Lasse Westh's Idle Thoughts: 2020

I had opportunity to use Squid recently at work and want to share - also because Google didn't just hand me this blueprint as I had expected.

Actually it was Julian Simpson, he of ThoughtWorks/ Neo4j/ DevOps New Zealand fame, who inspired me down the pub one night (John Scott's Lund, lovely place).

The problem we had was Maven Central's infrastructure not being good enough for our needs; we had too many failing builds because of connectivity issues - artifact downloads. Basically HTTP GET. Between Maven-the-client and Sonatype's CDN things just weren't working well enough. We tried bintray.com too, with similar disappointing results. Something had to be done. It is worth noting here that Maven-the-client does do retries by default, so this isn't entirely basic stuff.

Background

We run a bunch of AWS instances on demand as part of CI, and they in turn run Maven - hundreds of concurrent jobs (and therefore machines) during office hours. Machines come up blank and go away when not needed, so most of the time we have to bootstrap the local Maven repository from somewhere. In fact if a bunch of these come up at the same time they conduct a form of DOS attack on Maven Central's CDN - oops. Anyway, Julian outlined a solution where we build a proxy and fiddle with artifact caching headers, to form a shared service for these cloud build agents. Intra-AWS HTTP downloads FTW.

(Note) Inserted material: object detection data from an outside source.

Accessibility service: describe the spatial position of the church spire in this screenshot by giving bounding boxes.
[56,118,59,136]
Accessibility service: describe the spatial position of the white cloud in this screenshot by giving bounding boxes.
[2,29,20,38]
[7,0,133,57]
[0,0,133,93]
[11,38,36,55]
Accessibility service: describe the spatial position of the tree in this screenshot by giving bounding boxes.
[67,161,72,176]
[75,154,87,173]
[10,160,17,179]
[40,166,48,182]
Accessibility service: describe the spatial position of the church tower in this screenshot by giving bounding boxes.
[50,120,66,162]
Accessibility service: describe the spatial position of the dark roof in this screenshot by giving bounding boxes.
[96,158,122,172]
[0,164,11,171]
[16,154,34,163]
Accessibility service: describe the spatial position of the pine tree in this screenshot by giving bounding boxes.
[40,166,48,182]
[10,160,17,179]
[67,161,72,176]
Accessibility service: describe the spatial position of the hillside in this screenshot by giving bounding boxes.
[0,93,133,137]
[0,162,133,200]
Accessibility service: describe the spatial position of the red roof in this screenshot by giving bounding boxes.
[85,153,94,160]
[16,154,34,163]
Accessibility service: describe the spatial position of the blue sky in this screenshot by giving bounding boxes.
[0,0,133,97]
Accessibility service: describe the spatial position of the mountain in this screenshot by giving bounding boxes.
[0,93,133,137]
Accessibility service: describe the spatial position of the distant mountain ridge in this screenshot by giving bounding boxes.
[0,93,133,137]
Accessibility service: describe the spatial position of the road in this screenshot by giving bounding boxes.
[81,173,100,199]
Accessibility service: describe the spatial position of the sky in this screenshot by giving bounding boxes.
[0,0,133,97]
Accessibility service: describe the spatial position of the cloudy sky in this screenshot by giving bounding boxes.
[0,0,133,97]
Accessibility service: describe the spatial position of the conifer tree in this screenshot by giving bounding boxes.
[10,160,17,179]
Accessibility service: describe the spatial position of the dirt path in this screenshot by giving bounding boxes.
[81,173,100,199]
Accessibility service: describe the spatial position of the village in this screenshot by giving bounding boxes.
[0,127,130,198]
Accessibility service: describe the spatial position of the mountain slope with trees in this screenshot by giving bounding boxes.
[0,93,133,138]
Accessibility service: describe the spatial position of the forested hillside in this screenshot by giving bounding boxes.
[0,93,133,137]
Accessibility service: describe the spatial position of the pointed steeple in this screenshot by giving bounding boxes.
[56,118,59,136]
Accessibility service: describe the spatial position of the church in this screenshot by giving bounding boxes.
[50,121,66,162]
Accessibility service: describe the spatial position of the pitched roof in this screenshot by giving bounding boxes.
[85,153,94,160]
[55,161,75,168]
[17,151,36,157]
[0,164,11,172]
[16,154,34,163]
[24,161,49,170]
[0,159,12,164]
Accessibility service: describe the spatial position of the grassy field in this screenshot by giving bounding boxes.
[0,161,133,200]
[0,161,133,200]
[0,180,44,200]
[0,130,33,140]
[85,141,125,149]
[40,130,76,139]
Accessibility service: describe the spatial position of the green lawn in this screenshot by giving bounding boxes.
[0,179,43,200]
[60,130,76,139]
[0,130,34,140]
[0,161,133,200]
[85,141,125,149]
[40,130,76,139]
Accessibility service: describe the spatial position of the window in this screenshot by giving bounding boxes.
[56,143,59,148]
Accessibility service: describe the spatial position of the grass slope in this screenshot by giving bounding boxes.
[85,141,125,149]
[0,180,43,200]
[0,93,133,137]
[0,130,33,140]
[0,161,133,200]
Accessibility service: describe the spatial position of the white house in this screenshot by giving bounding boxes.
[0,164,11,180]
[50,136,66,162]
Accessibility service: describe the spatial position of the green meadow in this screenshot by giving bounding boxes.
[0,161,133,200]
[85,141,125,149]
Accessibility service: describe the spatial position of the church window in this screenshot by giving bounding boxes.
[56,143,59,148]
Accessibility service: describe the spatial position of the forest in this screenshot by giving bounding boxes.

Maven-the-client insists on sending some vicious headers: Cache-store: no-store, Cache-control: no-cache, Expires: 0. This forces requests to go all the way to origin server, and I guess they do it to gather usage statistics - certainly Maven Central artifacts never change, or the internetz would break.

Therefore first item of business would be to stop respecting those headers and have Squid cache objects anyway, and for a long time. Yes, this breaks the HTTP contract. No, that isn't a problem.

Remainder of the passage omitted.